I fly quite a bit and coming in and out of Denver--I am always struck at how incredibly monochromatic and (shall we say) minimalistic the bare acreage is coming home. It's such that I must intersperse my depression-era pictures with some more colorful images to cheer them up a tad...the bigger shots were all taken on a single drive--albeit in winter. Spring, summer and fall are about the same, alas.

That's the drive to the Airport through Asiatic Istanbul..roadside annual plantings...

A slight contrast to the following...

There are a few clouds in the distance in this one at least...sort of.
 Here's what the Minoans were doing four thousand years ago in their homes..a thrill to find this from Santorini at the Athens Archeological museum last summer.

It would be tricky to plant that slope...


A thousand year old fresco at Hosios Loukas, near Delphi...

The rental van enlivens this one a tad.

Another palette cleanser...


Good thing we have decorative lenticular clouds...

Never realized subways could be so clean and decorative--Athens last summer...


Aaah.

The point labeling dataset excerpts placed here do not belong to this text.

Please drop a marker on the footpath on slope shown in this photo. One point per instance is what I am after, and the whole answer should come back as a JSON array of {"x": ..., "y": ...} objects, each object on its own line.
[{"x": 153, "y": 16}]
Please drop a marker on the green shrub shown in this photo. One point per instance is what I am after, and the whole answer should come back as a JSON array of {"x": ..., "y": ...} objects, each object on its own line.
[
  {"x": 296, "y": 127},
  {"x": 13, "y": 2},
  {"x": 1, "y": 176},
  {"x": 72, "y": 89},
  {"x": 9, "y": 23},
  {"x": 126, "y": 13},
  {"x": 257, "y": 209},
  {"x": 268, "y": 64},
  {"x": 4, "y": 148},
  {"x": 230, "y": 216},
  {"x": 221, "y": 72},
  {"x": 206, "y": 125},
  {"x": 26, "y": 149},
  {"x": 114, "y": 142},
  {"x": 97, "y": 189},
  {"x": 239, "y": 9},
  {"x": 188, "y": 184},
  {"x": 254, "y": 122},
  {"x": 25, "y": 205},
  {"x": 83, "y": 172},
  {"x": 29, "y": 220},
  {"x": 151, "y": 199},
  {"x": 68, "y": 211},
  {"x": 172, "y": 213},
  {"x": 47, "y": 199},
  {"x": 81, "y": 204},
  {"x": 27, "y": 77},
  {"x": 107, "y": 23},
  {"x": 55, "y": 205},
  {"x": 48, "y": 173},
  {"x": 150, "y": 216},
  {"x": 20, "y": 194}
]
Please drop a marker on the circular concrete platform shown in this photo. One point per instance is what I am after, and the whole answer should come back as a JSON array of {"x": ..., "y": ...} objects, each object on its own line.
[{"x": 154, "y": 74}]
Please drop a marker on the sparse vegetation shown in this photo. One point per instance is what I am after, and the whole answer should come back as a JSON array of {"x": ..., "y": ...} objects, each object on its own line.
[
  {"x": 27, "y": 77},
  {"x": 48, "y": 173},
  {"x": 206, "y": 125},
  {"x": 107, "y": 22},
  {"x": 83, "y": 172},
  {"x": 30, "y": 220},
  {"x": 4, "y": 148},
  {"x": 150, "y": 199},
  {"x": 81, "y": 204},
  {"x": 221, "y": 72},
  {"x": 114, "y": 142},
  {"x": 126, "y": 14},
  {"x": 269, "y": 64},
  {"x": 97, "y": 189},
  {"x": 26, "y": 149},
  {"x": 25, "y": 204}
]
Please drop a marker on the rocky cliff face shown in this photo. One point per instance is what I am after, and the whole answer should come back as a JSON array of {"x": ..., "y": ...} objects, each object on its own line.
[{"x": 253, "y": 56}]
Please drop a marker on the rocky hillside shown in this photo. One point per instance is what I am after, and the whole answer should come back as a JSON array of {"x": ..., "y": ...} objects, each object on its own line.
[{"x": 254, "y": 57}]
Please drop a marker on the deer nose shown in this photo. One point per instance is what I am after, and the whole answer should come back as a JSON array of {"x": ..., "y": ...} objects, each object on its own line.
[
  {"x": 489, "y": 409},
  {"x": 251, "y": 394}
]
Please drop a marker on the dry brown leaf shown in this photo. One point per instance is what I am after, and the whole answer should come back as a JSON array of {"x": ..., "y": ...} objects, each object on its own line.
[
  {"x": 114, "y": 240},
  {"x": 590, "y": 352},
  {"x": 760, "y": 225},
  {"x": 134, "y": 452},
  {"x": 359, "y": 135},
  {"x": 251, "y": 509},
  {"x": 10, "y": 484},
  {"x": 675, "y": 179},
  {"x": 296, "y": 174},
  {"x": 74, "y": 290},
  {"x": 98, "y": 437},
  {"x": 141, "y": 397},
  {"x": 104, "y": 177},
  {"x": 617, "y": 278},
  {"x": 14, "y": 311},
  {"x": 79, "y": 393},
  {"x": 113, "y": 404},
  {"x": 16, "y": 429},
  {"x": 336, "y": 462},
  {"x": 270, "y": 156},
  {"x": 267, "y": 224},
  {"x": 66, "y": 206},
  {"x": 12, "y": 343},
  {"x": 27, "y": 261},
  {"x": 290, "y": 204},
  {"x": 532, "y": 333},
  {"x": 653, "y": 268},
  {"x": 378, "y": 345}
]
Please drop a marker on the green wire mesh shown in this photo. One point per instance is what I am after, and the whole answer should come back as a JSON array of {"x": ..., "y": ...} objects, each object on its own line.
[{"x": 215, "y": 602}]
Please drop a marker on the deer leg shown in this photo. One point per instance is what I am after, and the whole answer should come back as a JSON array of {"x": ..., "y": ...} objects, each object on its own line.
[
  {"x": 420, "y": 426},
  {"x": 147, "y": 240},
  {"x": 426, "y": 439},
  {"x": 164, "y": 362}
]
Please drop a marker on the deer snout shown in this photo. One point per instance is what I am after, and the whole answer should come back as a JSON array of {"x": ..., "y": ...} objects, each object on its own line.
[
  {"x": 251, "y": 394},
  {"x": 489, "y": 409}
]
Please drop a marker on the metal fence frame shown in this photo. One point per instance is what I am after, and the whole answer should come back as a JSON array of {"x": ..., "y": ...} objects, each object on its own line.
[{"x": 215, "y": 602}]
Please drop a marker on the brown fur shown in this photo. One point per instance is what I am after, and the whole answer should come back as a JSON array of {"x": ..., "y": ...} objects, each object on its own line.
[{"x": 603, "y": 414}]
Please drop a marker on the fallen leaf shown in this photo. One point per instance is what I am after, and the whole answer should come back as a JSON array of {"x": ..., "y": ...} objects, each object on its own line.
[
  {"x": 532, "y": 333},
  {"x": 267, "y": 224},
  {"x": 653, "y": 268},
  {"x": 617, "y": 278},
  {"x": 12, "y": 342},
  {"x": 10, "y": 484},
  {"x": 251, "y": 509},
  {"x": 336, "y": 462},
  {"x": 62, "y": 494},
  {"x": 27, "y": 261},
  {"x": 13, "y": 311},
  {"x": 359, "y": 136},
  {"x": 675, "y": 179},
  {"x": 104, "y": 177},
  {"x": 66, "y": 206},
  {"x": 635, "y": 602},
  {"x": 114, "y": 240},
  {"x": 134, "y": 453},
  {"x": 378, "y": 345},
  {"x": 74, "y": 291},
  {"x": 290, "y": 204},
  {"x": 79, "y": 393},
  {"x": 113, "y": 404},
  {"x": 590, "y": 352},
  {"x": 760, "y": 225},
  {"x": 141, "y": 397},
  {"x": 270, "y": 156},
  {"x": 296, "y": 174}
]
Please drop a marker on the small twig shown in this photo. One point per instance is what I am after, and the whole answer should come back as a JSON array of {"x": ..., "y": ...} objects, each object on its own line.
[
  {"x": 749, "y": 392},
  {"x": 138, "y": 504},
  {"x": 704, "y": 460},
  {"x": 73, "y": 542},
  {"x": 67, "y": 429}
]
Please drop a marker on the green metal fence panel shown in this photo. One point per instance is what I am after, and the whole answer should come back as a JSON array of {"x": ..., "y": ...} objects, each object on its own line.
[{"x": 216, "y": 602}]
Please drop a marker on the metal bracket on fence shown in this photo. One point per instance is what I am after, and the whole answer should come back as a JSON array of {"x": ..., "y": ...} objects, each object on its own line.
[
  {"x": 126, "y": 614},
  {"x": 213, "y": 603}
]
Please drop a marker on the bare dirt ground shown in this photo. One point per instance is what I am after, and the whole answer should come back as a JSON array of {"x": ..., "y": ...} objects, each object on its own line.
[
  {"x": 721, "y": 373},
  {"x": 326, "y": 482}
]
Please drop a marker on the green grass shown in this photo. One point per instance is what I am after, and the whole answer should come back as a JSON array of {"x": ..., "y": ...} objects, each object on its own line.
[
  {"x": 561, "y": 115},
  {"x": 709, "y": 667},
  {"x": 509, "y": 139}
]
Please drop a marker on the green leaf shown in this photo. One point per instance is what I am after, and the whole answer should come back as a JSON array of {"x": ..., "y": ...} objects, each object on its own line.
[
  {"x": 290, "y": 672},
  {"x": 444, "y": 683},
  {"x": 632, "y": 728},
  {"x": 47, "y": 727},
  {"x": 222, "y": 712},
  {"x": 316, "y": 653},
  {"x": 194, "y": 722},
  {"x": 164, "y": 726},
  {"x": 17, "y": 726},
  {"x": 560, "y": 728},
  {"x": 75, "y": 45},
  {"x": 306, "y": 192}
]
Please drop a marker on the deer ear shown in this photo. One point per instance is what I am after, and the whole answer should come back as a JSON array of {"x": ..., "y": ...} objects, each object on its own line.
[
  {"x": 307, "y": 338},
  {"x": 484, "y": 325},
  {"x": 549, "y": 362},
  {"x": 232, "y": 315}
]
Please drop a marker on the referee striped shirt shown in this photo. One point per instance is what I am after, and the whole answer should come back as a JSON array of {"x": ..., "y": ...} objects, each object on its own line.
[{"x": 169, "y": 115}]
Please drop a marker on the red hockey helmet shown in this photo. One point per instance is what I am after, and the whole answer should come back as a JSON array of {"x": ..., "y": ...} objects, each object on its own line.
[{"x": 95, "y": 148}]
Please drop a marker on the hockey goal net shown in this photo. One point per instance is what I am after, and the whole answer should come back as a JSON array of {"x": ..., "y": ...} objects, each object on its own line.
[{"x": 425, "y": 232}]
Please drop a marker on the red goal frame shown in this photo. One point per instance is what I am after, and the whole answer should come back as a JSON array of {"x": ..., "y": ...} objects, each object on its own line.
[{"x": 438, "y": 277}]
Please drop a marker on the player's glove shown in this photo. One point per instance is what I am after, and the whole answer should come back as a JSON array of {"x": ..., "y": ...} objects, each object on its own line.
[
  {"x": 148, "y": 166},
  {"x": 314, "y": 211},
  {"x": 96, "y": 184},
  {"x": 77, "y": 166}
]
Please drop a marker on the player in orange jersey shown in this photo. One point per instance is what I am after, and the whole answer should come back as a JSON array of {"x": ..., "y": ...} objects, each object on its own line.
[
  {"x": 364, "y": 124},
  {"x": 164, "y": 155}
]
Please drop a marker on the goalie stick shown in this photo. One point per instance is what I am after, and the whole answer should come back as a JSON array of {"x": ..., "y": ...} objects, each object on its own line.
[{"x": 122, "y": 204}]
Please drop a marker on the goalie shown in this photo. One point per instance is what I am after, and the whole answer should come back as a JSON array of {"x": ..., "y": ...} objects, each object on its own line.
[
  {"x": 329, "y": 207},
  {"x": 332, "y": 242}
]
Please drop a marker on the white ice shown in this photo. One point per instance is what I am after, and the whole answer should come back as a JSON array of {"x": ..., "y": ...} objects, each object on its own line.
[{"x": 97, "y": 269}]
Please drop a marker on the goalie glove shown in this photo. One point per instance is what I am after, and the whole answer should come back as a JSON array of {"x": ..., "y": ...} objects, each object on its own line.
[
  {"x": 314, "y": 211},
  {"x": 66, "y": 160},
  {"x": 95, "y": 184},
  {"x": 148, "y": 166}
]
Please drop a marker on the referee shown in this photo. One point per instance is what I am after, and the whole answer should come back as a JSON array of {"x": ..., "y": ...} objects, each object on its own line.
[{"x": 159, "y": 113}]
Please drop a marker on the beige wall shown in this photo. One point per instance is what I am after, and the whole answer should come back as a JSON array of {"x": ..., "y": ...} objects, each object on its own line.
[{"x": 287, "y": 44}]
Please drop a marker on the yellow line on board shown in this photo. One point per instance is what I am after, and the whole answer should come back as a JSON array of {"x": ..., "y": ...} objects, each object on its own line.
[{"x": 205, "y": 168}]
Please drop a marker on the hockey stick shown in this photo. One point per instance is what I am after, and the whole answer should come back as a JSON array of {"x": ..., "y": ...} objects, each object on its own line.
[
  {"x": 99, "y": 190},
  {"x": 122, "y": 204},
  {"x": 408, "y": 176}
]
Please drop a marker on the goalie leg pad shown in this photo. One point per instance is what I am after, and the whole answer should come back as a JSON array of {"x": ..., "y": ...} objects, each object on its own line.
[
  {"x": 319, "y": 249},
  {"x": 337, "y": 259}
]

More clouds.

Graffiti can liven things up...


The bus pane is a distraction....

Modern art can also be grey--albeit somewhat decorative.


A car!

There are prairies nearby this colorful (although this was taken last July near Troy)


The grass cover above is pretty thick.

A bit much to dream of Antelope Valley, California recreated.


I don't think the gulleys are intended--but they do draw the eye.

It would be nice to have some color: Antelope Valley again a decade ago


A wedge of weeds mostly

California poppies are facultative perennials in Colorado: but this California

That same cloud again...
Skipped to South Africa for this program break...


More of less




It is stark as the West and Midwest can often be. Unrelentingly so. It's a bit of an embarrassment that there was 6 billion dollars for engineering and a good deal less (if any?) for revegetation. Let's not even talk beautification. As a horticulturist, this is about as close to a slap in the face as one can get.